Sure, I sit around and don't shave for a few days!!!! Seriously, I either use a wash of dark blue-black or raw umber. This wash is made using the Slow Dry. Exess wash can be removed with at brush dampened with water. This wash applied to the lower jaw, chin and upper lip. If I find that I have applied it too heavy, I touch up the flesh after the wash is dried.

soldier with wine bottle

How did you do the eyes?

Two different ways, depending on the casting of the face:

  • If I can see the pupil on the casting, I apply a white dot to either side of the pupil. I don't worry about excess white as I block in the eye with the first flesh color.
  • If I cannot see a pupil, I just paint a white area where the eye socket is and block the area in with the flesh colors. Don't worry that the eyes look too large when you first apply the white. Just block it in with the flesh.

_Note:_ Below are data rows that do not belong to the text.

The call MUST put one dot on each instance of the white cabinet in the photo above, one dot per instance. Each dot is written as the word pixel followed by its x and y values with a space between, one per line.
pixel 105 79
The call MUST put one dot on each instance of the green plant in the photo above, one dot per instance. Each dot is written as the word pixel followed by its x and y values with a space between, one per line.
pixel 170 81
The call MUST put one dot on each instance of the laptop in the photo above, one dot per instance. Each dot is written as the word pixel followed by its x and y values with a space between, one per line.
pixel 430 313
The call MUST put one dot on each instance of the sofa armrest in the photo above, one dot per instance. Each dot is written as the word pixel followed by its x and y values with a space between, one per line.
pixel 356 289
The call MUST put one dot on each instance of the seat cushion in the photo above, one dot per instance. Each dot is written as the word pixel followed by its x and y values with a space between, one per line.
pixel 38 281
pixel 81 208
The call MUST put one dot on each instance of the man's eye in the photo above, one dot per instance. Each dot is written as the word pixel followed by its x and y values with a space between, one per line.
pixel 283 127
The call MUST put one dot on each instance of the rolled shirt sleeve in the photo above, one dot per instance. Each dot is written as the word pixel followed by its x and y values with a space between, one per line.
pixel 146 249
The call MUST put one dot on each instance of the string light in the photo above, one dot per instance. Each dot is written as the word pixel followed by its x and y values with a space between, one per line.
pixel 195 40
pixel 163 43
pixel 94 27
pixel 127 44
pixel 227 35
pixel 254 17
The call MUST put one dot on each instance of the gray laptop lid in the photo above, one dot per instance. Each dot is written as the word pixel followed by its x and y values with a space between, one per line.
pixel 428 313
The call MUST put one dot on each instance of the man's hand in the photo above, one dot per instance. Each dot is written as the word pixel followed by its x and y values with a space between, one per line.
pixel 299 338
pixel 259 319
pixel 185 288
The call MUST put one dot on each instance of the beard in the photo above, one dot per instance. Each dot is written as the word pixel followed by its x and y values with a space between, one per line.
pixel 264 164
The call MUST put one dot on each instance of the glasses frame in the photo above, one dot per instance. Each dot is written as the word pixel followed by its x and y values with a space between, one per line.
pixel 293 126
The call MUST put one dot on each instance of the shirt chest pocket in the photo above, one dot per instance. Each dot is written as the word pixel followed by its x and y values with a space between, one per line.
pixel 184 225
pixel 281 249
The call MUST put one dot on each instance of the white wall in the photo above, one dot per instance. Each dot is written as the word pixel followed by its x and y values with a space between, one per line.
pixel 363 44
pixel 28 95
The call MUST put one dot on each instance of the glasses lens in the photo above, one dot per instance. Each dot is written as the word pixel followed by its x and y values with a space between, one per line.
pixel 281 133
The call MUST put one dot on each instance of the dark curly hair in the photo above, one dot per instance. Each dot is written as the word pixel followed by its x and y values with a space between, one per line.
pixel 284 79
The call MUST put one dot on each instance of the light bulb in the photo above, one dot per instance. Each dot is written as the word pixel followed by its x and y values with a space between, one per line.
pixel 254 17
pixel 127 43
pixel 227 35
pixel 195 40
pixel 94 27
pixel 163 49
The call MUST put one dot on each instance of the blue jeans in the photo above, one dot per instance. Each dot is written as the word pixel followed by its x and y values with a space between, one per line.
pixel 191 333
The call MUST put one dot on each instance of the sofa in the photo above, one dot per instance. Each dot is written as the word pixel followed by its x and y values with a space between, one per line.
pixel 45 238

How do you do hair? What hair colors do you use for Soviets?

Hair is various shades of browns - and for blondes, with some yellow added. This is drybrushed over the hair area. If the hair is to be black, I sometimes highlight the black primer with some gray.

close-up of face

Do you do anything special for lips/mouths?

Highlight flesh color, with a small amount of red mixed in, painted on the bottom lip.

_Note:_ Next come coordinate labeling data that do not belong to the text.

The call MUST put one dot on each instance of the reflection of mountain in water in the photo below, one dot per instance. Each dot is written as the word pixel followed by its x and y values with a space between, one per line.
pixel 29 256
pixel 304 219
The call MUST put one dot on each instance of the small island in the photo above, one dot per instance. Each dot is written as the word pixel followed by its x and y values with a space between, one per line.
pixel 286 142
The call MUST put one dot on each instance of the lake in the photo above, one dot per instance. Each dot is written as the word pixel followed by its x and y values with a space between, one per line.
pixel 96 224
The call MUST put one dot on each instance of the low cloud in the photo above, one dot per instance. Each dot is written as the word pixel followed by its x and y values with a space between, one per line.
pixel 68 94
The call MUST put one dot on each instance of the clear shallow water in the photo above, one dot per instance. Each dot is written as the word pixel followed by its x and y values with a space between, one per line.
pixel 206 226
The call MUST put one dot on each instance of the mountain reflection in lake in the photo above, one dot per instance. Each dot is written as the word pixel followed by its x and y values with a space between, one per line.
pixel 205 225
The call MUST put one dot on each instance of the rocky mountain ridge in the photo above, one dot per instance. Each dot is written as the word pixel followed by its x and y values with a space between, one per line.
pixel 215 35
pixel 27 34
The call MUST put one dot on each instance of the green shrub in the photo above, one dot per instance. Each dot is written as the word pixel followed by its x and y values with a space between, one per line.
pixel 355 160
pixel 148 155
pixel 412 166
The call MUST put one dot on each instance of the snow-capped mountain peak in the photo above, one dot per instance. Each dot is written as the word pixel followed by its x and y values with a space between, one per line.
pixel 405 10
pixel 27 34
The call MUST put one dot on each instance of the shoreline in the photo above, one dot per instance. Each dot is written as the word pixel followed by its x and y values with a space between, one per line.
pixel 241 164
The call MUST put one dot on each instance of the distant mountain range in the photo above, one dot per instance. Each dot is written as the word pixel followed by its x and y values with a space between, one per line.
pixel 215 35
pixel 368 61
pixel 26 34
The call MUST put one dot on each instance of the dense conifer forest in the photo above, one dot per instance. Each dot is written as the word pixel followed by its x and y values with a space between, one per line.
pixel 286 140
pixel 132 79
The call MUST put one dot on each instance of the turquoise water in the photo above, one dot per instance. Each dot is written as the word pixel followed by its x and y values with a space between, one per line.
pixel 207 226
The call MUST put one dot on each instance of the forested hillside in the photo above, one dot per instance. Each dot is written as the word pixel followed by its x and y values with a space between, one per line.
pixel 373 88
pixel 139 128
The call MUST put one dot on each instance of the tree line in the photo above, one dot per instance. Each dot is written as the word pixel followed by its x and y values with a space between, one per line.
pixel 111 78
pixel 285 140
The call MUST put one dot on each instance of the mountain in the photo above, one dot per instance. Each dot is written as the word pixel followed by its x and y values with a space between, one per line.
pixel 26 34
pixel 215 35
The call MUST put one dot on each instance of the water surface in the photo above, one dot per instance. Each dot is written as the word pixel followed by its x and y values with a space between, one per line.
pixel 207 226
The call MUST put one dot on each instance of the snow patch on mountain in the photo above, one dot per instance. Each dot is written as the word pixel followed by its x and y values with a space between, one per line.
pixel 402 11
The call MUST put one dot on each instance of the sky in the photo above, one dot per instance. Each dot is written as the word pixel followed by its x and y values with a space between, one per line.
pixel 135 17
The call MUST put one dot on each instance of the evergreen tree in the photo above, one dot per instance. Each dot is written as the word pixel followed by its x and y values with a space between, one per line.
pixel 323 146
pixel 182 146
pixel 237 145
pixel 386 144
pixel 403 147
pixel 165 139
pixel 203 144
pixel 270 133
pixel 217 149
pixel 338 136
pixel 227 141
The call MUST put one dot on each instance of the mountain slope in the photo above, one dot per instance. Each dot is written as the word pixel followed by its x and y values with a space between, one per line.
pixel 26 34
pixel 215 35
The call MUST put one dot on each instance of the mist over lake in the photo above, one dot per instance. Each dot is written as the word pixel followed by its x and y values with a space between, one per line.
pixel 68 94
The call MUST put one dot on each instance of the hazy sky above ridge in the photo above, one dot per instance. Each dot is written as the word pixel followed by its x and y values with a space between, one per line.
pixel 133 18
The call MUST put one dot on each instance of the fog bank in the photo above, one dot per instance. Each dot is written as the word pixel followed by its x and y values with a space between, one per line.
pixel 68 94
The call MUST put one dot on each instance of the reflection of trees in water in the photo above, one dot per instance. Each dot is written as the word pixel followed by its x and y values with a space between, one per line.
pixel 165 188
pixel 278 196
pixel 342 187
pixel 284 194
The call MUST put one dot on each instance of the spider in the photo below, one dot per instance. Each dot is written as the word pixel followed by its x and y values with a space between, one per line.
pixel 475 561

rear view of surrendering figure

Which colours did you use for the basic uniform 'brown' colour?

OK. One thing I really learned is not to get hung up on what color so-and-so used. It usually is not the color, it is how it is applied. Just because you are using identical colors does not mean you will get identical results. And, besides, it is very hard to match colors when looking at digital pictures. Concentrate on techniques. I learned this the hard way. If you like PollyS Russian Khaki...fine. If you like Delta Light Brown...groovy.

Having said that, I think I used Delta Burnt Umber and PollyS British Brown Drab for the basic Russian Brown.

Figure in camo smock

How did you do the camo smock?

I believe I gave the over-all coat a brownish/green drab base, and then highlighted as usual. The camo was irregular patches of black with a medium green inside. The black acts like outlining.

soldier cooking

How did you know how to paint the shoulder tabs and hats the right colors?

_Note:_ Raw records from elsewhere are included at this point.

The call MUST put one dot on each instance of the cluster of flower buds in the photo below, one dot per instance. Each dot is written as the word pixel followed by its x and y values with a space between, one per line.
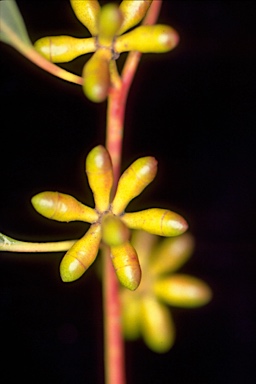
pixel 144 312
pixel 107 25
pixel 109 222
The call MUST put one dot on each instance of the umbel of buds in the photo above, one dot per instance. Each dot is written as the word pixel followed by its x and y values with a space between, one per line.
pixel 109 222
pixel 107 25
pixel 145 313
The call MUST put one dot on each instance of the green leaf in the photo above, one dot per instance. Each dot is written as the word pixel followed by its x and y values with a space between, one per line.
pixel 12 26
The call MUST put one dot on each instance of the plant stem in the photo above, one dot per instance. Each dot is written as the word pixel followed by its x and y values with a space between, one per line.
pixel 114 345
pixel 31 54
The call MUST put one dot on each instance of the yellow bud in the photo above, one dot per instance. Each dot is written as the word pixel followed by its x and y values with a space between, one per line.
pixel 133 12
pixel 81 255
pixel 157 221
pixel 148 38
pixel 96 75
pixel 114 231
pixel 156 325
pixel 100 176
pixel 87 12
pixel 62 207
pixel 182 291
pixel 171 254
pixel 109 21
pixel 61 49
pixel 132 182
pixel 130 315
pixel 126 264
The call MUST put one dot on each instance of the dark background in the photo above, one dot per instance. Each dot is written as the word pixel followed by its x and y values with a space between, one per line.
pixel 194 110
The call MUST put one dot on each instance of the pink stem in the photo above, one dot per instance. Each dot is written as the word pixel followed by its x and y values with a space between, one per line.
pixel 114 344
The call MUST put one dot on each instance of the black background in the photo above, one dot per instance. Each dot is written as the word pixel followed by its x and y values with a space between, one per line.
pixel 194 110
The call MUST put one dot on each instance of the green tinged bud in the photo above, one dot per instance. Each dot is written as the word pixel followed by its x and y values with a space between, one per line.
pixel 61 49
pixel 87 12
pixel 148 38
pixel 96 75
pixel 182 291
pixel 81 255
pixel 133 12
pixel 126 264
pixel 156 221
pixel 109 22
pixel 133 181
pixel 100 176
pixel 62 207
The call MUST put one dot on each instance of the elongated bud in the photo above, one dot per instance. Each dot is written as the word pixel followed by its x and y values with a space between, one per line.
pixel 96 75
pixel 133 12
pixel 133 181
pixel 114 231
pixel 100 176
pixel 109 21
pixel 148 38
pixel 182 291
pixel 171 254
pixel 87 12
pixel 126 264
pixel 156 325
pixel 130 314
pixel 62 207
pixel 81 255
pixel 157 221
pixel 61 49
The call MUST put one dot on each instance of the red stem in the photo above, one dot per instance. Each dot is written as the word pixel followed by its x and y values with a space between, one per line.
pixel 114 344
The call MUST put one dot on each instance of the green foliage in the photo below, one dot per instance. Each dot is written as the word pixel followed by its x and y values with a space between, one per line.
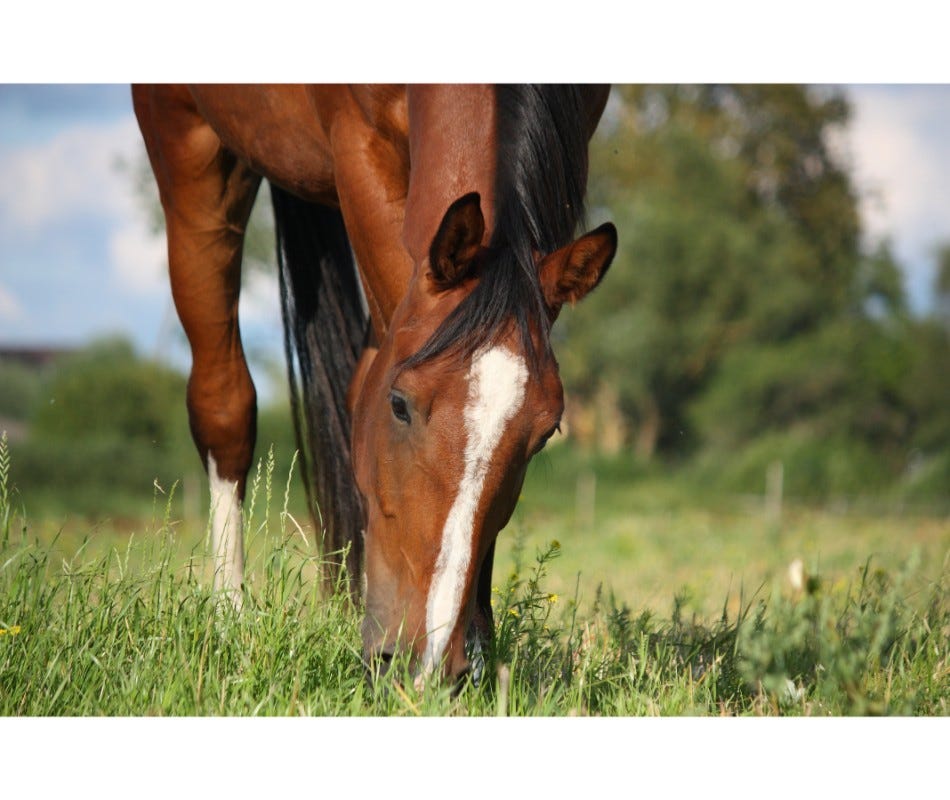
pixel 106 390
pixel 137 631
pixel 741 310
pixel 20 389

Uhhhh...are they correct? My sources showed the Soviets to have the shoulder tabs in the color of the uniform and outlined in red. Osprey, Uniforms of WW2, etc. will show these. As well as the manufacturers website.

Is this the same approach you would use if painting a larger number of figures, or was this a special approach because these were "characters"?

Same approach. Nothing different.

side view of accordion player, showing crates used as seating

Is the static grass coloured after sticking, or is that the natural colour? What make/colour is it?

Woodland Scenics makes large 32 oz. bottles of static grass. You get more than you will ever need. Comes in 3 or 4 colors and for only $5 USD-$6 USD a bottle. Part numbers start with FL (as in Flocking). Go to their website and check it out.

The grass is not highlighted after application. Rather, I blend 2-3 different colors together.

tree stumps

What colour is 'tree stump'?

Hmmmm...any brownish gray. Usually I mix a couple colors and then highlight.

How much would you charge for this project, if a customer had placed an order, or if someone wanted you to paint the same thing?

$50 USD-$60 USD dollars.

the vignette

Which figure is your favorite?

No favorites. All were clean, detailed castings.


Thanks again to Friar Barb's Painting Monastery for some great articles on painting 28mm Soviets for WWII.


Updates

Astute reader Arkadii Rodinko of RedArmyOnline writes:

  • The seated officer is in fact a Commasar, as denoted from the star insignia on his sleeves. These should be painted a dull red, with yellow piping and yellow hammer and sickle within the star. The shoulderboards should be painted the same as any other infantry officer - regulations stated that commisars wore the same rank as the unit assigned to.
  • The fellow in the 'cape' is in fact wearing the shelter half/rain cape. This article of clothing doubled as the two, by simply buttoning up the bottom, and tightening a drawstring. It was made in a solid olive drab material, similar to tent fabric.